North Korea's latest attempt at detente – the use of golf to entice a new branch of tourists – represents a departure from decades in the shadows as a notorious recluse. Desperate for foreign currency amid a cut in aid and reportedly crippling food shortages, the unlikely quest for foreign visitors, say observers, will mean striking a balance between tapping the market of adventure tourists and ensuring the visitors gain as little access to locals as possible.
North Korea recently gave the green light for the tournament, dubbed the DPRK Amateur Golf Open, to take place in next May at the Pyongyang Golf Course, which is about 27 kilometers from the capital and next to a military range.
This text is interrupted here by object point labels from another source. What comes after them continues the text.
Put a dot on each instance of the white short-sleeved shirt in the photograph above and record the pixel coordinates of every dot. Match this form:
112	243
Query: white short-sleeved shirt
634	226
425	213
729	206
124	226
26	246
Not incidentally, this is the very golf course where Kim Jong-il's is said to have scored a "five holes-in-one" in his first-ever game.
How did this happen?
A travel agency in England helped make it possible.
“I was contacted by a client in summer of 2010 asking if he could go to North Korea and play golf,” says Dylan Harris, owner of Lupine Travel, which specializes in North Korean travel. “Up until this point, the tours I was able to arrange kept to a very strict itinerary and nothing other than the usual tourist path was allowed,” he says.
Mr. Harris says he expected North Korea to respond to his request to invite tourists to play golf there to be a big, resounding no. “Surprisingly, not only did they say yes, that he could come and play golf, but they also broached the idea of a tournament,” he says.
The travel agency got a special invite to organize a relatively low-key, one-day event composed of a rag-tag field of golfers hailing from countries as diverse as the US, South Africa, Britain, Finland, Australia, and, of course, North Korea earlier this year.